You take a look at the coded position in the list "Gb2312,gbk,utf-8".
------Solution--------------------
Encoding determines the content, content cannot determine the encoding,
For example, see a GBK kanji, can also be seen as two iso-8859-1 characters
So mb_detect_encoding can only guess, since it is a guess, can not fully guarantee the right (in fact, there is no absolute right)
What you get for file_get_contents, if it's a Web page, can be judged by meta,
If there is no such information, only "guess"

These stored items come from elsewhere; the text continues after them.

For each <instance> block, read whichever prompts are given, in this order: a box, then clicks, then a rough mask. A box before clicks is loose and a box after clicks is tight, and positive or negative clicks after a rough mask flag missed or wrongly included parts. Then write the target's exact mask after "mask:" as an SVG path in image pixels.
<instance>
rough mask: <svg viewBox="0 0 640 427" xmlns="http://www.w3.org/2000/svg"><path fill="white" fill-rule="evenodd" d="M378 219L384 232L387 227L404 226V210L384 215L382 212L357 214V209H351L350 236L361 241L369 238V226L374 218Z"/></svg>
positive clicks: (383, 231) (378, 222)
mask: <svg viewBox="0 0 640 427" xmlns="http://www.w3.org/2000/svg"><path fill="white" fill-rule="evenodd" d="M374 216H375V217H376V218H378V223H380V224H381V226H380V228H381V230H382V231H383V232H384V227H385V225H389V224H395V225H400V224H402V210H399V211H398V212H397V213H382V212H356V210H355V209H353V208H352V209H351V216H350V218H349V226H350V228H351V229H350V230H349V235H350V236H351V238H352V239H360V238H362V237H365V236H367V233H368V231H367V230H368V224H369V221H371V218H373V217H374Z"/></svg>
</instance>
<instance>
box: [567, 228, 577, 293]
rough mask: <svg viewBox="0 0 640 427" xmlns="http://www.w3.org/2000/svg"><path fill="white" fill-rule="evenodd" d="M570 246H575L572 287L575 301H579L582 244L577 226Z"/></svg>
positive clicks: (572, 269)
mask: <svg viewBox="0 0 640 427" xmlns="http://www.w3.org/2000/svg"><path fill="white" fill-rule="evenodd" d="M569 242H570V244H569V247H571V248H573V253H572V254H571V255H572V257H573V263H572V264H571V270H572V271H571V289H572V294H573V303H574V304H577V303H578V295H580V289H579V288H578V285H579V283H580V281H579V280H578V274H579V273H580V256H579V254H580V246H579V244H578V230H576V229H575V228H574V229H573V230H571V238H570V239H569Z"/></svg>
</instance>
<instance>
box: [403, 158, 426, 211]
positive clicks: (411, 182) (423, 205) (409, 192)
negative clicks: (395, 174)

------Solution--------------------
Explore
Encoding determines the content, content cannot determine the encoding,
For example, see a GBK kanji, can also be seen as two iso-8859-1 characters
So mb_detect_encoding can only guess, since it is a guess, can not fully guarantee the right (in fact, there is no absolute right)
What you get for file_get_contents, if it's a Web page, can be judged by meta,
If there is no such information, only "guess"
The content source of this page is from Internet, which doesn't represent Alibaba Cloud's opinion;
products and services mentioned on that page don't have any relationship with Alibaba Cloud. If the
content of the page makes you feel confusing, please write us an email, we will handle the problem
within 5 days after receiving your email.
If you find any instances of plagiarism from the community, please send an email to:
info-contact@alibabacloud.com
and provide relevant evidence. A staff member will contact you within 5 working days.